Liberal pundit Michael Kinsley once defined a "gaffe" as a politician inadvertently
blurting out the truth. By that standard, Charlie Black, a senior adviser to Sen.
John McCain, committed a gaffe in an interview June 23 with Fortune magazine.
Mr. Black was asked by Fortune editor David Whitford what the impact on the
presidential election campaign would be if there were another terrorist attack on
U.S. soil.
"Certainly it would be a big advantage to (McCain)," Mr. Black responded.
There followed a hypocritical minuet with which we've become too familiar.
First, the faux angry response from the Obama campaign: "The fact that John McCain's
top adviser says that a terrorist attack on American soil would be a 'big advantage'
for their political campaign is a complete disgrace, and is exactly the kind of
politics that needs to change," said Obama spokesman Bill Burton.
Then, the distancing from Sen. McCain: "I can't imagine why he would say it. It's
not true."
Finally, the groveling apology from Mr. Black: "I deeply regret the comments
they were inappropriate."
Mr. Black had said nothing that wasn't true, or that Democratic political
consultants don't say in private. When voter attention is focused on national
security, Sen. McCain benefits. A terrorist attack would focus voter attention on
national security.
But the attention of voters is not focused on national security, chiefly because
there hasn't been a terrorist attack on American soil since Sept. 11, 2001. The
number of experts who, on Sept. 12, 2001, would have predicted this happy state of
affairs is precisely zero.
The absence of an attack suggests to some, among them Sen. Obama, that there wasn't
much of a threat to start with. They want to return to the law enforcement approach
to fighting terrorism that prevailed before 9/11, and regard the Bush
administration's efforts to surveil terrorists a greater threat to Americans than
the terrorists themselves.
Since that approach contributed mightily to the 1993 World Trade Center bombing, the
1996 bombing of the Khobar Towers barracks, the 1998 bombing of our embassies in
Kenya and Tanzania, and the 2000 attack on the USS Cole, and, of course, 9/11, it's
no wonder Americans prefer Sen. McCain on security issues.

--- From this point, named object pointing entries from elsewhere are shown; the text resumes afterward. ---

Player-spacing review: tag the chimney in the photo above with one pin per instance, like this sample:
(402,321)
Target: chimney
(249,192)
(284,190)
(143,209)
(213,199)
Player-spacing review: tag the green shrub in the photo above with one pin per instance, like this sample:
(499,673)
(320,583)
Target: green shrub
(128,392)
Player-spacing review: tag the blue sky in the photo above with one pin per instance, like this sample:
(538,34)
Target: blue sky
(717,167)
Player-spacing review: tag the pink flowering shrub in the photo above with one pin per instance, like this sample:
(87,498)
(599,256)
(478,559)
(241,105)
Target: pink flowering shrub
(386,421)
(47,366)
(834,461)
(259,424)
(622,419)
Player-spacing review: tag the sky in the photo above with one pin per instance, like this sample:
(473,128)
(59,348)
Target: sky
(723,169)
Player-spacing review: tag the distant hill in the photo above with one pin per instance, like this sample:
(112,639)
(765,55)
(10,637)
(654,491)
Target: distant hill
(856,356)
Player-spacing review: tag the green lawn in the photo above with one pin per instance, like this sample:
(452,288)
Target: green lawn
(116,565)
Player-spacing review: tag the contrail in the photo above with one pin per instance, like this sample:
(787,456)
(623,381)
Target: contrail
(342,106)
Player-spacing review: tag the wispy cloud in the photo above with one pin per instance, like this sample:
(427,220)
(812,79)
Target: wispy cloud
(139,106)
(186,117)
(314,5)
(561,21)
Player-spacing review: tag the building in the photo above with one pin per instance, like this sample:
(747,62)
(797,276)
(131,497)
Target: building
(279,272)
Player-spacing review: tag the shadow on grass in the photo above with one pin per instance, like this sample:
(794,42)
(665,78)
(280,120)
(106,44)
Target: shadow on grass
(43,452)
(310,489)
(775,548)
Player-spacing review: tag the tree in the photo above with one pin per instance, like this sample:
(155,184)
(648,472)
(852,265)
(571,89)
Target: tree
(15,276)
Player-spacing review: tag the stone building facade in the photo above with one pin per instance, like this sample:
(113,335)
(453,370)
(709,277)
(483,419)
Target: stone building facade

"Before 9/11, America's counterterrorist capacities were, to put it politely,
disorganized, unfocused, poorly staffed and poorly run," wrote former CIA officer
Reuel Marc Gerecht. "To President Clinton's credit and great shame, he
intellectually understood the nature and horrific potential of bin Ladenism and al
Qaida as he understood, and regularly tasked his senior officials to explain
nationally, the dangers of an increasingly restless Saddam Hussein. Yet he could
not summon the fortitude to strike devastatingly against al Qaida and its Taliban
protector or Iraq."
Doubtless much of our good fortune is due to increased vigilance by the FBI and
other security agencies. And some of it is due simply to good luck. But the
principal reason why we've been safe at home these last seven years has been the war
in Iraq.
Sen. Obama describes the war in Iraq as a "distraction" from the war on terror. But
that's not how al Qaida saw it.
In a 2005 letter to Abu Musab al Zarqawi, al Qaida's number two, Ayman al Zawahiri,
described Iraq as "the place for the greatest battle of Islam in this era."
A few months earlier (December, 2004), Osama bin Laden himself said in an audiotape:
"The whole world is watching this war and the two adversaries; the Islamic nation on
the one hand, and the United States and its allies on the other. It is either
victory and glory or misery and humiliation."

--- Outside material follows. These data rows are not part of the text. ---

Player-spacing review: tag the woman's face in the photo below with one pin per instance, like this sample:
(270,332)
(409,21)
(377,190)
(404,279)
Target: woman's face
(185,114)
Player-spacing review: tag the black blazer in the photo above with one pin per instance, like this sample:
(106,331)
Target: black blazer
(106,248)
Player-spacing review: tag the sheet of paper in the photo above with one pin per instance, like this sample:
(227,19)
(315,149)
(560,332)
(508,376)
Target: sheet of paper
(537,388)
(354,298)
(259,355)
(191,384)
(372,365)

For al Qaida, Iraq has turned out to be misery and humiliation. The best of its
fighters have perished there, and so has its standing in the Arab world. Support
for the terror group has vanished within Iraq, and plummeted elsewhere in the Muslim
world. Other Islamic fundamentalists, among them Mr. Zawahiri's mentor, "Dr. Fadl,"
have criticized al Qaida and called for nonviolence.
In 2003, Canadian columnist David Warren hypothesized Iraq would be the flypaper
that would lure in al Qaida, and where it would be destroyed. While I doubt this
was a deliberate Bush administration strategy, that's the way it's working out.
Al Qaida was right that Iraq is the central front in the war on terror, but wrong
about the outcome. America's Democrats have been wrong about both.